Elle pourrait comprendre une contribution additionnelle sur les droits de mutation à titre onéreux, payée par le vendeur et qui toucherait les transactions les plus chères, dépassant un certain prix au mètre carré. Elle pourrait également comprendre une contribution additionnelle, fondée sur le même principe, sur les loyers dépassant un certain prix au mètre carré, qui élargirait la taxe instaurée par Benoist Apparu sur les « microsurfaces » louées à des prix prohibitifs.
Enfin, on pourrait envisager une contribution additionnelle à la taxe foncière, potentiellement ciblée sur les logements les plus chers d’un bassin d’habitat, mais tenant compte également des revenus des occupants.
L’idée est de taxer « l’entre-soi », c’est-à-dire l’agrégation, dans des quartiers valorisés, des ménages les plus aisés, sans pénaliser le propriétaire occupant modeste qui y résidait avant leur valorisation.
Des outils de régulation du logement social
Les autorités organisatrices devraient prendre le relais de l’État
Des conventions d’utilité sociale, conclues avec l’État, formalisent les obligations des bailleurs, un « cahier des charges de gestion sociale » y récapitule celles relatives aux conditions d’occupation et de peuplement. De futures autorités organisatrices devraient nécessairement prendre le relais de l’État et signer les conventions d’utilité sociale relatives au patrimoine social situé sur leur territoire. Elles devraient également prendre la responsabilité de leurs politiques de « peuplement » du logement social en rendant plus objectifs les critères présidant au choix des candidats, par exemple par la mise en place, après concertation, d’un dispositif de cotation des demandes.
Des outils de régulation du parc privé
Parce qu’elles seraient en mesure d’en peser les avantages et les risques, ce sont les autorités organisatrices locales qui devraient avoir la responsabilité de l’encadrement des loyers sur tout ou partie de leur territoire. Responsables du droit au logement, elles devraient aussi se voir ouvrir la faculté d’encadrer la transformation de résidences principales en résidences secondaires et de déterminer les conditions de taxation des logements vacants.

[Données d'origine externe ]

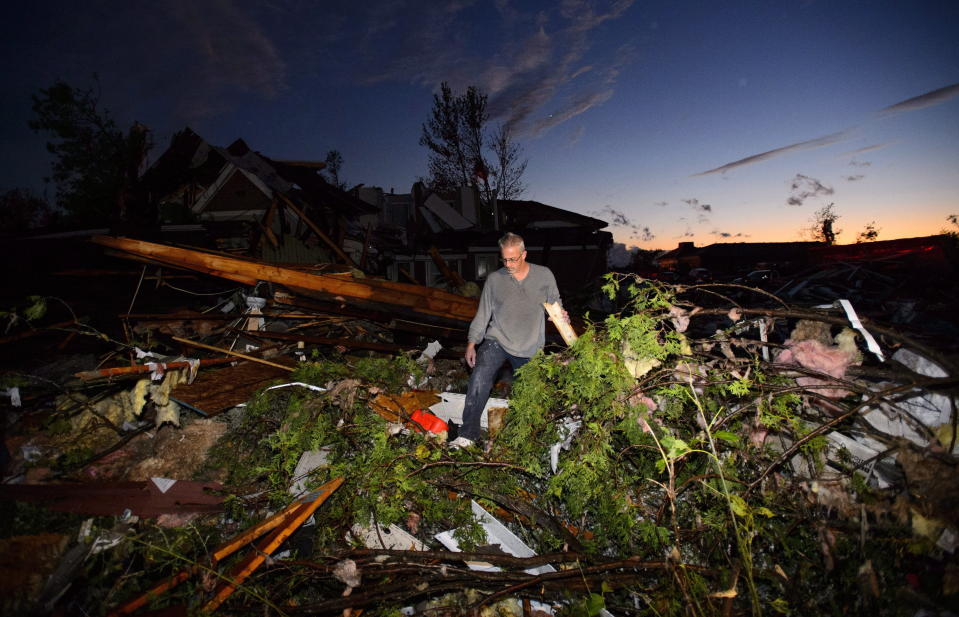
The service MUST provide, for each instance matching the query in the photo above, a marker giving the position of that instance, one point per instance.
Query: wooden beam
(233, 353)
(415, 298)
(319, 232)
(448, 273)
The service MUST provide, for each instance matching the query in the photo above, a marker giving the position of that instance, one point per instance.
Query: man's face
(512, 257)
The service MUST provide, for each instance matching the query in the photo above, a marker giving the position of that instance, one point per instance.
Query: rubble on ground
(696, 452)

Là où l’offre de logements sociaux est insuffisante et le restera à court terme, l’autorité organisatrice doit avoir les moyens de développer un secteur privé conventionné complémentaire, en lui accordant des avantages fiscaux ou des subventions, modulés en fonction de la contrepartie sociale acceptée par le bailleur.
Des garanties de la part de l’État
Instaurer un droit de priorité ?
Pour faire face à l’urgence, les autorités devraient pouvoir instaurer un droit de priorité sur les logements remis en location afin qu’ils puissent être utilisés (par l’intermédiaire d’associations et aux frais de la collectivité, sans léser le bailleur) pour la réponse aux bénéficiaires du droit au logement opposable.
Des outils de financement essentiels à la politique du logement ne peuvent être décentralisés : le circuit de financement privilégié du logement social adossé au livret A, la TVA à taux réduit pour le logement social, les aides personnelles au logement. Il n’est pas imaginable de confier la responsabilité du droit au logement à des autorités locales sans leur donner des garanties évitant toute défausse.
Changer la Constitution ?
C’est probablement en faisant entrer expressément le droit au logement dans la Constitution que de telles garanties pourront être obtenues. Des transitions seront nécessaires car l’implication actuelle des intercommunalités est inégale. Mais la question du droit au logement opposable est bien la clé de voûte du processus de décentralisation dans le domaine de l’habitat. Tant qu’elle n’est pas traitée, l’édifice restera fragile.